Gail Spaien’s rich, mosaiced scenes of Maine are each carefully spaced and richly patterned. She speaks of how her slow painting process, akin to embroidery or quilting, and her quiet observations of the seasons, give form to her meditations. Each painting tracks the passage of time and in turn, her contemplation during its creation. “As an observer of my surroundings,” she writes, “I selectively catalog — a cottage chair from the Hadden house on Cliff island, the car ferry motoring across Casco Bay in the winter... the birds fluttering in the willow tree in my yard. I unify the subject of my work around the cycles of nature, daily activity and routine.”

In contrast to Spaien’s quiet meditations, Wilcoxon’s paintings give form to raw emotions. Ladders pile up like wreckage, jutting out of the foggy water, reminiscent of the all-too familiar dusty rubble of disaster sites. The artist talks about a sensitivity in her painting, “I have to feel deeply about something in order for it to matter to me—whether it’s political, social, environmental or personal. Without an emotional reaction, I have nothing to say.” There is a hopefulness in the works though, anonymous figures step out of the Turner-lit mist to climb ladders and reach upwards; each ladder a symbol of self-actualized change.

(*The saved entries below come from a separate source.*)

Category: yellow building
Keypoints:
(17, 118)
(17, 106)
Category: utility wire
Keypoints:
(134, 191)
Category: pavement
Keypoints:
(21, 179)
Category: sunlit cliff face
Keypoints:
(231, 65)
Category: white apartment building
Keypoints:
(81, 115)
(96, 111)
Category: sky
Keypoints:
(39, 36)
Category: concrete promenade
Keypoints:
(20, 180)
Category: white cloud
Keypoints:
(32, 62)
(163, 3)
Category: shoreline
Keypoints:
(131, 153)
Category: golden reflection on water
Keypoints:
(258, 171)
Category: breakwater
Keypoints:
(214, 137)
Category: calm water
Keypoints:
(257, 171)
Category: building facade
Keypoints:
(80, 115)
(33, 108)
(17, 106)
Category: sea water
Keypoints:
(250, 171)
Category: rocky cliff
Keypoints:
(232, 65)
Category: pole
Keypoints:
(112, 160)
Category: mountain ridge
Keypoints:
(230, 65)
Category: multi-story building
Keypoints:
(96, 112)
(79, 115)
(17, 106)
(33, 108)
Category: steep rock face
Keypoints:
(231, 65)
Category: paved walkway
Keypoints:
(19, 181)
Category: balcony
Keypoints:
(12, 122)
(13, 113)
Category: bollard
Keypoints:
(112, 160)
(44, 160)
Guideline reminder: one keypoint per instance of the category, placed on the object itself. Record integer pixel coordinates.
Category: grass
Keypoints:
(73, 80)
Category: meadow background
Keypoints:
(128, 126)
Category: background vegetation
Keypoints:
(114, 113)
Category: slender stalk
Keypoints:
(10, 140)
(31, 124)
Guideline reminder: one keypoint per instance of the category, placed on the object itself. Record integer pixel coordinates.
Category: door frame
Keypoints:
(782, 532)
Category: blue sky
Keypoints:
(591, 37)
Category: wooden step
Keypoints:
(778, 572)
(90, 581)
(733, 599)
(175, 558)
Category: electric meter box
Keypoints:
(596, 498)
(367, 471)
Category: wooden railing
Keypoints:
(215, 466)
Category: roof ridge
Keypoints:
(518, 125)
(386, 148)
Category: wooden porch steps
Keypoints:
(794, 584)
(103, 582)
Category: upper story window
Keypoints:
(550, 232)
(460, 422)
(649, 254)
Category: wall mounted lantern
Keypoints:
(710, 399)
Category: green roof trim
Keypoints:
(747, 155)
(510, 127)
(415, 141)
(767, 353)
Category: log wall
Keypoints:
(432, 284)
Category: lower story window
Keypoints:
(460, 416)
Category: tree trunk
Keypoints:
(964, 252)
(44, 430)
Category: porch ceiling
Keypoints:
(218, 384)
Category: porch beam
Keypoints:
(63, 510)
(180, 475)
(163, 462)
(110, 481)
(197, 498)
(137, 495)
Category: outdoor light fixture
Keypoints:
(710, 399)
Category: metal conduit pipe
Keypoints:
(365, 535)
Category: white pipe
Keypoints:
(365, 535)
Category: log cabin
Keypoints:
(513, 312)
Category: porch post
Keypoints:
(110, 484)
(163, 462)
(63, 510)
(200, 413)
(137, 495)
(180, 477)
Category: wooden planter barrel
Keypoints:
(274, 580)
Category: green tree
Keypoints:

These two approaches to painting complement and contradict each other, like any good friendship woven through with conversation. Both artists lived on houseboats for long periods and the point where the land meets the water consistently draws them both back to the same place. A repeated meeting of old friends on the shore.



Gail Spaien (b. 1958 Hartford, CT) is an artist and educator based in Maine. Spaien received her BFA from the University of Southern Maine and her MFA from the San Francisco Art Institute and has been the recipient of numerous fellowships including the Varda Artist Residency Program, Millay Colony for the Arts, the Djerassi Foundation Resident Artists Program, and the Skowhegan School of Painting and Sculpture. Solo exhibitions include Ogunquit Museum of American Art, Ogunquit, ME; Colby College Museum of Art, Waterville, ME; Nancy Margolis Gallery, New York, NY; Taymour Grahne Projects, London, UK; and Ellen Miller Gallery in Boston, MA. Group exhibitions include the DeCordova Sculpture Park and Museum, Lincoln, MA; Provincetown Art Association and Museum, Provincetown, MA; Center for Maine Contemporary Art, Rockland, ME; San Jose Institute of Contemporary Art, San Jose, CA; Crocker Art Museum, Sacramento, CA; the Portland Museum of Art, Portland, ME; and the University of New Hampshire Museum, Durham, NH.

Heather Wilcoxon lives and works in the Bay Area, CA. She received her BFA and her MFA from the San Francisco Art Institute. Solo exhibitions include the Fresno Art Museum, Fresno, CA; San Jose Institute of Contemporary Art, CA; American University Museum, Katzen Art Center, Washington DC; Triton Art Museum, Santa Clara, CA; Boulder Museum of Contemporary Art, CO; and the Marin Museum of Contemporary Art, CA. Permanent collections her work resides in include The American University Museum, Washington DC; The Fine Arts Museum, Auchenbach Foundation of Graphic Arts, CA; the De Saisset Museum and Triton Museum, CA; and the Di Rosa Preserve, CA.. She has received several fellowship awards in the past including from the Pollock/Krasner Foundation and three from the Buck Foundation. She recently won the 2019 Distinguished Women in the Arts Award from the Fresno Art Museum.